For the first time in its eight-year existence, user-generated gaming phenomenon Minecraft from Microsoft-owned Mojang will allow independent third-party developers to sell their original creations. The new in-game store will house levels, characters and textures, which can be bought with virtual coins by the platform’s tens of millions of players.
Set to go live this spring as part of the game’s Discovery Update, Minecraft Marketplace will be available to players on Windows 10 Edition, the Oculus Rift virtual reality platform and iOS and Android mobile devices.
At launch, the marketplace will offer content including adventure maps, texture packs and mini-games from nine community creators—Noxcrew, BlockWorks, Qwertyuiop The Pie, Blockception, Sphax, Eneija Silverleaf, Imagiverse, Polymaps and Razzleberry Fox.
Using virtual wallets in free Xbox Live accounts, players will be able to buy creations priced between about US$1 and US$10 per item using Minecraft Coins bought through in-app purchases on their devices.
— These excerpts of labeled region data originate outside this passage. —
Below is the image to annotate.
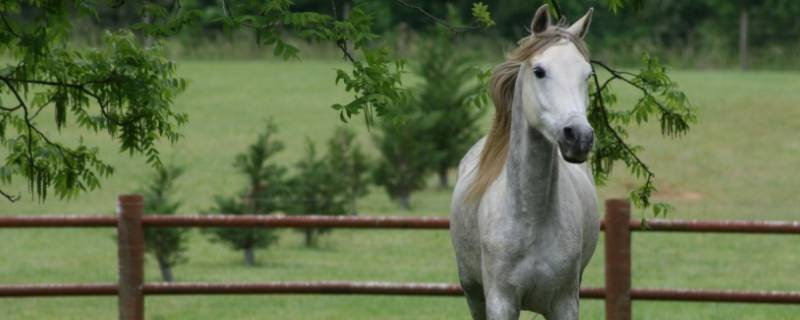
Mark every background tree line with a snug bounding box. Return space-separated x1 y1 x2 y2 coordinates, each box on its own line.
67 0 800 69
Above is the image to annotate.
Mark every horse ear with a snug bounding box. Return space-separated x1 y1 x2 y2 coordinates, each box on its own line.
567 8 594 38
531 4 550 34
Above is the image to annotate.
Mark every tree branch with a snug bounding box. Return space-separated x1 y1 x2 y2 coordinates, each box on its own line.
0 5 20 38
591 60 675 115
0 189 19 202
592 66 655 184
0 75 136 126
396 0 481 33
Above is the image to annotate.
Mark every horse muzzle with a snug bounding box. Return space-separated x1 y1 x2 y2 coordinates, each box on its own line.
558 123 594 163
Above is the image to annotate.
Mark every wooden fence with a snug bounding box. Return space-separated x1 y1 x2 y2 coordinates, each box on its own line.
0 195 800 320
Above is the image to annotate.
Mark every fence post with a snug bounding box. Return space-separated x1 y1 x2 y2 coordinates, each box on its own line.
605 199 632 320
117 194 144 320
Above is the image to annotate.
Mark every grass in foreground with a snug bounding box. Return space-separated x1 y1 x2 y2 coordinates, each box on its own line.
0 61 800 319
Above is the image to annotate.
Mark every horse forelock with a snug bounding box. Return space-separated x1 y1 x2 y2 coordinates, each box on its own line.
467 25 589 202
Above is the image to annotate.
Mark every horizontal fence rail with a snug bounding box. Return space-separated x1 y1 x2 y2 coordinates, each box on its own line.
0 214 800 234
0 195 800 320
0 281 800 304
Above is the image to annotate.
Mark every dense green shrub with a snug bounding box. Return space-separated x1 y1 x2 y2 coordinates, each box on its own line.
139 165 189 282
207 121 287 266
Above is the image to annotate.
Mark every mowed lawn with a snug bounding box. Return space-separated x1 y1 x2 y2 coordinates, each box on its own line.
0 61 800 320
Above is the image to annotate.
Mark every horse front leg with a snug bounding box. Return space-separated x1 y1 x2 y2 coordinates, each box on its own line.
544 292 580 320
486 285 520 320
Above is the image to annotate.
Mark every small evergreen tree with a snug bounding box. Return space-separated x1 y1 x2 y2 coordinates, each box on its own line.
327 127 370 215
207 121 286 266
417 27 487 188
373 98 441 210
289 139 348 247
140 166 189 282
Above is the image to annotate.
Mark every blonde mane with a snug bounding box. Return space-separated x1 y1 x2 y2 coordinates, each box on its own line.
467 25 589 201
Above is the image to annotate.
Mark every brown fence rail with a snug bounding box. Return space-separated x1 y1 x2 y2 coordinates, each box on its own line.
0 195 800 319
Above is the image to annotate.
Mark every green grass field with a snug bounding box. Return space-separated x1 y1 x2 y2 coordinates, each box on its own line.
0 61 800 320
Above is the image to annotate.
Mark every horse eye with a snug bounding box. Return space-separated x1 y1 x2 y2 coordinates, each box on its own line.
533 66 546 79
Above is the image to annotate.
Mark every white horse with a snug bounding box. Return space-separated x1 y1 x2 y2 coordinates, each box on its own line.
450 6 600 320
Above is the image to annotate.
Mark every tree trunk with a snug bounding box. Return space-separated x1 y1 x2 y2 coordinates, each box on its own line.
439 164 450 189
347 194 358 216
244 247 256 267
303 229 314 248
397 192 411 211
739 0 750 70
156 257 175 282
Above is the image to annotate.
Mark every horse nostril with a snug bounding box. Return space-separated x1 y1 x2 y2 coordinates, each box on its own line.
564 127 575 141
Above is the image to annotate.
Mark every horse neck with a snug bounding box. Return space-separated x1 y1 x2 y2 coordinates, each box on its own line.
506 66 558 216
After a public beta launch to test the coins on Android in mid-April, the new content will hit the marketplace and submissions will open up to anyone with a registered business.
To ensure the content is kid-friendly, Microsoft will curate and vet every submission. And under a rev-share model, Microsoft assures that creators will receive more than 50% of revenues, with app stores taking a requisite 30% cut.
The new model marks a major change for Minecraft, but also continues an earlier monetization strategy.
A store within the game previously launched and is still open, but is limited to items only created by the Minecraft development team.
In addition, Minecraft first launched in-app purchases two years ago in the form of paid skin pack add-ons for the mobile game, but these, too, were quite limited.
The new marketplace and coins arrive on the heels of competitor Roblox closing US$92 million in funding and launching a new payout structure giving developers the opportunity to earn up to US$1.6 million per year.